Any parser stage can be added to the same parser multiple times if different configuration options are needed for different stages. Datasources with fixed-structure data will also be parsed by Fusion, but with default settings that do not need to be customized.

There is no limit to the number of stages that can be included in a parser. The order in which they run is also completely flexible and can be linear or recursive. When the end of the parsing sequence is reached, a default parser stage automatically attempts to parse anything that has not yet been matched.

When entering configuration values in the UI, use unescaped characters, such as \t for the tab character. When entering configuration values in the API, use escaped characters, such as \\t for the tab character.

Parser configuration in the Fusion UI

Select a collection, then navigate to Home > Index Workbench and click the parser, usually called "datasource-name _parser". Clicking a specific stage opens its configuration panel.

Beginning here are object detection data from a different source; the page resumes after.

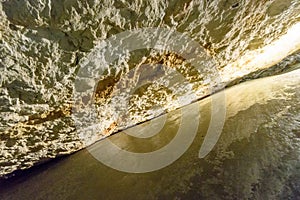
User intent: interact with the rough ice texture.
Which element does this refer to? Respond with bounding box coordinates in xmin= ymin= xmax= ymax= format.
xmin=0 ymin=0 xmax=300 ymax=176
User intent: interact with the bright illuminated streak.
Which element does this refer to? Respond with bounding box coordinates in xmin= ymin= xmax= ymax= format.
xmin=221 ymin=23 xmax=300 ymax=83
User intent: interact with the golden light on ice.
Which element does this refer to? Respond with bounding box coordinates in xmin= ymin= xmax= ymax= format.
xmin=221 ymin=22 xmax=300 ymax=83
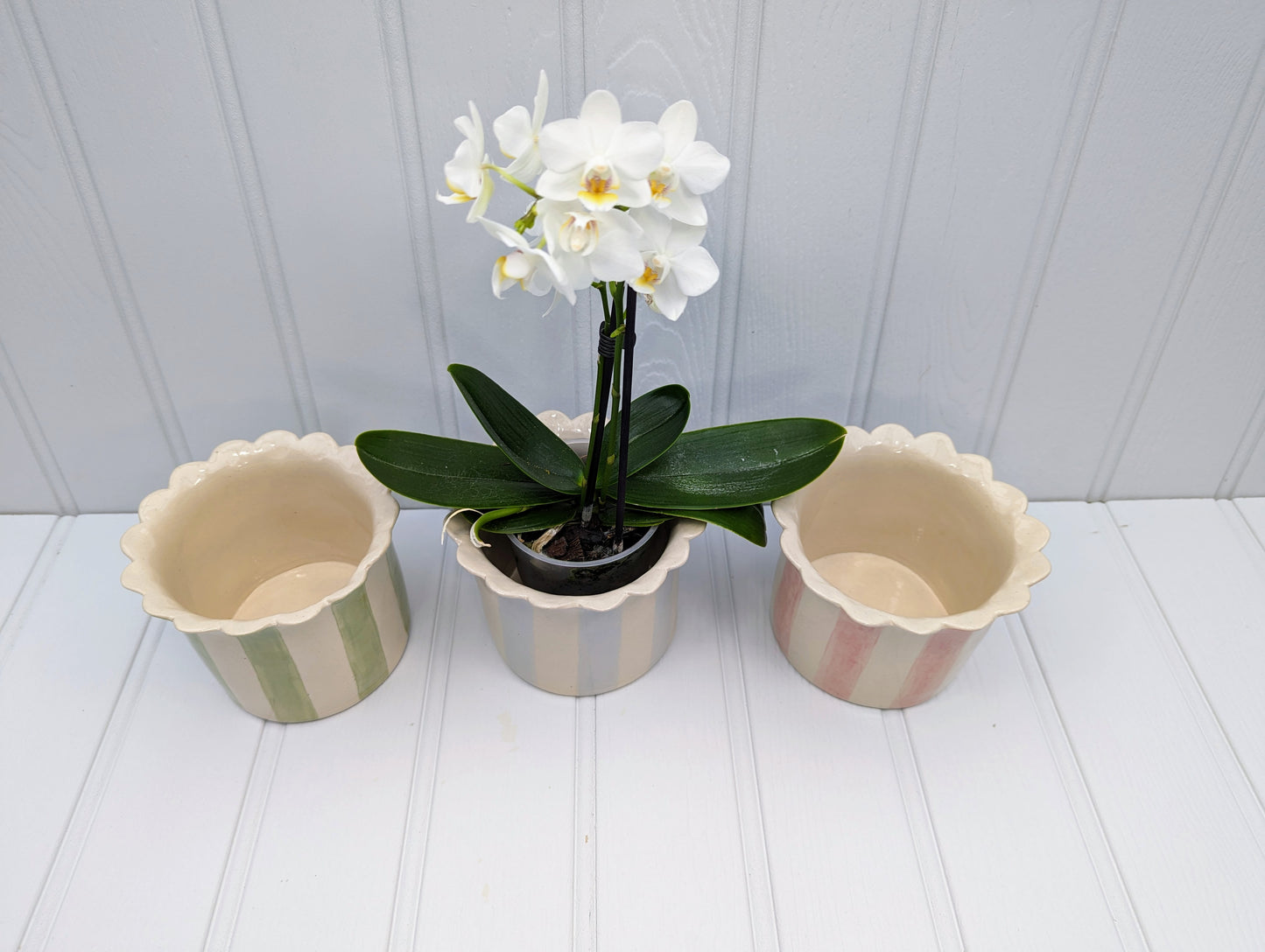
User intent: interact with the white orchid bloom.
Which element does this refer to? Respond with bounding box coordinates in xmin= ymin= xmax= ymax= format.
xmin=480 ymin=219 xmax=575 ymax=304
xmin=629 ymin=207 xmax=720 ymax=321
xmin=649 ymin=99 xmax=728 ymax=225
xmin=538 ymin=200 xmax=642 ymax=290
xmin=492 ymin=69 xmax=549 ymax=179
xmin=435 ymin=102 xmax=492 ymax=221
xmin=537 ymin=90 xmax=663 ymax=211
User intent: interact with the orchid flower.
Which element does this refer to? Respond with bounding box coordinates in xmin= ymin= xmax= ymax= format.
xmin=629 ymin=208 xmax=720 ymax=321
xmin=537 ymin=90 xmax=663 ymax=211
xmin=435 ymin=102 xmax=492 ymax=221
xmin=492 ymin=69 xmax=549 ymax=179
xmin=649 ymin=100 xmax=728 ymax=225
xmin=480 ymin=219 xmax=575 ymax=304
xmin=539 ymin=200 xmax=642 ymax=290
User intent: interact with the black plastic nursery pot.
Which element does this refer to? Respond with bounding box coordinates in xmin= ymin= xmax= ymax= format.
xmin=507 ymin=523 xmax=671 ymax=596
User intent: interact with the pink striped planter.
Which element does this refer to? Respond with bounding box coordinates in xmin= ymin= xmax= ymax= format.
xmin=770 ymin=424 xmax=1050 ymax=708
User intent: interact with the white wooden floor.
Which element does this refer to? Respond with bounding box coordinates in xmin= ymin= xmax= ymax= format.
xmin=0 ymin=500 xmax=1265 ymax=952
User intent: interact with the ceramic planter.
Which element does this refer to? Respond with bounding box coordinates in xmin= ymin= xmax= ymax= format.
xmin=771 ymin=424 xmax=1050 ymax=708
xmin=123 ymin=431 xmax=409 ymax=723
xmin=448 ymin=411 xmax=703 ymax=696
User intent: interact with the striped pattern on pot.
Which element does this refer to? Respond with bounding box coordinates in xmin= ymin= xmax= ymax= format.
xmin=187 ymin=546 xmax=409 ymax=723
xmin=478 ymin=571 xmax=677 ymax=696
xmin=771 ymin=555 xmax=988 ymax=708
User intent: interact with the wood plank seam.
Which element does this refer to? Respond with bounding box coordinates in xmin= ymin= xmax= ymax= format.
xmin=883 ymin=710 xmax=966 ymax=952
xmin=387 ymin=549 xmax=461 ymax=952
xmin=844 ymin=0 xmax=945 ymax=426
xmin=1003 ymin=614 xmax=1150 ymax=952
xmin=1092 ymin=503 xmax=1265 ymax=858
xmin=193 ymin=0 xmax=321 ymax=432
xmin=1228 ymin=500 xmax=1265 ymax=549
xmin=703 ymin=532 xmax=781 ymax=952
xmin=1089 ymin=46 xmax=1265 ymax=500
xmin=571 ymin=696 xmax=597 ymax=952
xmin=0 ymin=516 xmax=74 ymax=671
xmin=19 ymin=619 xmax=167 ymax=952
xmin=975 ymin=0 xmax=1125 ymax=455
xmin=9 ymin=0 xmax=193 ymax=466
xmin=0 ymin=340 xmax=79 ymax=514
xmin=377 ymin=0 xmax=458 ymax=436
xmin=1217 ymin=389 xmax=1265 ymax=500
xmin=707 ymin=0 xmax=764 ymax=426
xmin=202 ymin=721 xmax=286 ymax=952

Parser Config

Parser configuration in the REST API

The Parsers API provides a programmatic interface for viewing, creating, and modifying parsers, as well as sending documents directly to a parser.

  • To get all currently-defined parsers: http://localhost:8764/api/parsers/

  • To get the parser schema: http://localhost:8764/api/parsers/_schema

Here’s a very simple parser example, for parsing JSON input:

{ "id": "simple-json",
  "type": "json",
             arbitrary parser-specific options here.
        "prettify": false

The example below shows a parser that can parse JSON input, as well as JSON that is inside zip, tar, or gzip containers, or any combination (such as .tar.gz). The order of the stages begins with the outermost containers and ends with the innermost content.

{ "id": "default-json",
  "type": "composite",
  "parsers": [
    { "id" : "zip-parser",
      "type" : "zip" },
    { "type" : "gz" },
    { "type" : "tar" },
    { "id": "json-parser",
      "type": "json",
      "prettify": false

ID is optional, just as in pipeline stages. Many parser stages require no configuration other than type.

Parser index pipeline stage

The parsers themselves only parse whole documents. Parsing of content embedded in fields is performed separately by the Parser Index Pipeline Stage. This stage identifies the field or context that requires parsing, the appropriate parser to use, and what to do with the parsed content.